"Persediaan pembalut? Nggak sekarang, kan?" Dia mengangkat tangan yang dipakainya menyentuh kemaluanku tadi. "Masih bersih," katanya sambil memasukkan jari tengahnya itu ke mulut.

"Kamu sinting!"

"Mbak sudah berkali-kali bilang aku sinting." Dia tertawa dan mencengkeram pantatku. Cercaan itu sama sekali tidak berarti baginya. "Asal Mbak tahu, aku ini memang sinting. Saat menyentuh Mbak, aku merasa kita berdua memang sama-sama sinting. Kayaknya, ide bagus kalau kita satukan kesintingan kita, biar Mbak tahu gimana nikmatnya nggak waras itu."

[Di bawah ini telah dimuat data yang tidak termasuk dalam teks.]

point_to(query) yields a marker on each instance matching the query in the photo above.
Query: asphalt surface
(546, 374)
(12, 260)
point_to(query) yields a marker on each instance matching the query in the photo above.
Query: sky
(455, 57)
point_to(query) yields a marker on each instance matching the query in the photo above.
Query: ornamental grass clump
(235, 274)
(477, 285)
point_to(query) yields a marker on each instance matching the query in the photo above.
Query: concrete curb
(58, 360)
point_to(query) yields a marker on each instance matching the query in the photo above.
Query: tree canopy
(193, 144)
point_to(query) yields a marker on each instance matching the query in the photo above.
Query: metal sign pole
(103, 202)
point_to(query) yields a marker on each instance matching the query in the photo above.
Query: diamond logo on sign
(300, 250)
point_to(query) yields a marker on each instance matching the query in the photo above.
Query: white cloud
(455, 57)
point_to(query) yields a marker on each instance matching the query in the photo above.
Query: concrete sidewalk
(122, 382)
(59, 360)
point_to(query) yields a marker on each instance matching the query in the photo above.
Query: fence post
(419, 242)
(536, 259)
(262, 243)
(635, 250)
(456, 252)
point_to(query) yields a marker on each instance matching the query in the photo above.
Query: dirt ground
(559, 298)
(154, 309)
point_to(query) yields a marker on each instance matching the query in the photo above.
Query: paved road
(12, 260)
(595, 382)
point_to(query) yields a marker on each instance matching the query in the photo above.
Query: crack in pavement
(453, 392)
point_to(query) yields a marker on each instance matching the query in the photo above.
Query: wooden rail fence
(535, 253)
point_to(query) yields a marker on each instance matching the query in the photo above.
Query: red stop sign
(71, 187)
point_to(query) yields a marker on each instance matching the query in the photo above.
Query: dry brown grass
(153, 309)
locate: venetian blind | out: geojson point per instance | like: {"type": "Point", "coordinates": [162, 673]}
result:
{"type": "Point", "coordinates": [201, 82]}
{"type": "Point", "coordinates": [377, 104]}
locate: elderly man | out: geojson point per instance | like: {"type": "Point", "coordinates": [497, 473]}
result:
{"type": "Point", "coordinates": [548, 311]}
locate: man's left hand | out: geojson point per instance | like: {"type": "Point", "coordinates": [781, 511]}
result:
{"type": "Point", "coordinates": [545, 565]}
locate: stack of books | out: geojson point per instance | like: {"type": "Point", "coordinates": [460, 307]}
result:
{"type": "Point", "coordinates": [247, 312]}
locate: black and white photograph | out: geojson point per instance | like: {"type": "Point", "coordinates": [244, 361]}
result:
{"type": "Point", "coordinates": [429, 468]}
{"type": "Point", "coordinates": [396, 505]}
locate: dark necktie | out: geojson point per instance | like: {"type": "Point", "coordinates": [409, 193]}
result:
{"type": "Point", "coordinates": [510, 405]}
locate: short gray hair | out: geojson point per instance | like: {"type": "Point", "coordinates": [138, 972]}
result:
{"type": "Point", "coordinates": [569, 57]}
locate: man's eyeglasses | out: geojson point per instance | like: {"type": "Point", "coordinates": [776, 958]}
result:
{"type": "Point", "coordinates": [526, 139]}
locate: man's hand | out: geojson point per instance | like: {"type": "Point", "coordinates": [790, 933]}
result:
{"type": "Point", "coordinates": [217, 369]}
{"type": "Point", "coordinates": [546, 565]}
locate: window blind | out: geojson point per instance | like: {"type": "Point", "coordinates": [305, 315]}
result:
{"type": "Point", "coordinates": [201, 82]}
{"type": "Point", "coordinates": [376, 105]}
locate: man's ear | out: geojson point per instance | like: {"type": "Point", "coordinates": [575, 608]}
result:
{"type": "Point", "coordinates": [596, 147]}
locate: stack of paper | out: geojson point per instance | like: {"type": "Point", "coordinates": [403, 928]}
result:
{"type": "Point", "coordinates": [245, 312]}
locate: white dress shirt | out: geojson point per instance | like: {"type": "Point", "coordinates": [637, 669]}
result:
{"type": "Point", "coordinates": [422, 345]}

Aku menatapnya terus, mencoba menyelami pikirannya. Bibir merahnya yang terbuka memang benar-benar menjanjikan kenikmatan. Hidungnya yang berbentuk sempurna dan mulus tanpa komedo itu memberikan ketampanan yang luar biasa untuknya. Dia sosok lelaki muda yang bebas, lelaki yang tidak memikirkan masa depan. Dia merasa bisa melakukan apa saja karena belum memahami konsekuensi dari yang dilakukannya. Mungkin aku juga seperti itu dulu saat memutuskan menikah dengan Mas Roni, muda, naif, dan berpikiran pendek sekali. Jelas Andro tidak akan siap dengan komitmen. Dia tidak akan siap dengan konsekuensi atas hubungan kami.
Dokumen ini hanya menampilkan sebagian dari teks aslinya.